Ходила нынче в церковь, а оттуда к зубному врачу Квеллеру. У него в приемной человек десять — двенадцать, и все дамы. Я заметила, что женщины чаще мужчин зубы лечат. Только-только подумала это, как в комнату вошел с палочкой, чуть прихрамывая, Дитятин. Подсел, и разговорились.

— Вы, — говорю, — единственный мужчина с зубной болью.

— Вот и не угадали, не ради зубов пришел. Я Квеллеру партию цементу продать хочу, зашел столковаться.

— Отчего это, Серапион… как по отчеству?

— Михайлович.

— …Серапион Михайлович, чаще вашего пола мы зубы лечим?

— Должно быть, оттого, что грызетесь чаще.

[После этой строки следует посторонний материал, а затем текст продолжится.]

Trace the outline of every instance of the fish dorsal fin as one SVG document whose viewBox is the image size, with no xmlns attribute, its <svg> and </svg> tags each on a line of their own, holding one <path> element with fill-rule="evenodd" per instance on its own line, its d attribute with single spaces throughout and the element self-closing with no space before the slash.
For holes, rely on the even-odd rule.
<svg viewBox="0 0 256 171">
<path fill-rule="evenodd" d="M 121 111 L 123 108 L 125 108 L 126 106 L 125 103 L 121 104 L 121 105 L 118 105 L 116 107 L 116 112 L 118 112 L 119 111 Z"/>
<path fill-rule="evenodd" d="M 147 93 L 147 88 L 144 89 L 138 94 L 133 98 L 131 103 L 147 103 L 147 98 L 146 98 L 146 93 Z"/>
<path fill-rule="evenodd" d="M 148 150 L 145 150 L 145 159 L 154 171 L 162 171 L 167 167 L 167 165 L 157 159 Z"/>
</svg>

Я засмеялась, улыбнулся и он. А как улыбнулся, случилось что-то с его лицом, ну, как будто с веером, когда его развернешь, — все оно по складкам раскрылось и развернулось. Ямы на щеке образовались, брови сошлись, рот расступился, глаза прищурились. Взглянула я… Господи! Острая такая боль, как от нерва в зубу, стрельнула по моему телу, и кровь бросилась в лицо.

— Рапа!

Дитятин вскинул вопросительно голову.

— Извините, Серапион Михайлович, ведь я вас только сию минуту признала. Неужели ж это вы, тот самый Рапа!

— Я думал, вы меня с самого начала признали. Он самый и есть.

Тут разговор у нас как-то осекся. Он, видимо, удивился немного и поостыл, а я была в жестоком смущении и, вынув носовой платок, притворилась, что зуб болит. Доктор Квеллер, выглянув из двери, принял его не в очередь, а выпустил, должно быть, другим ходом. Так мы больше и не встретились.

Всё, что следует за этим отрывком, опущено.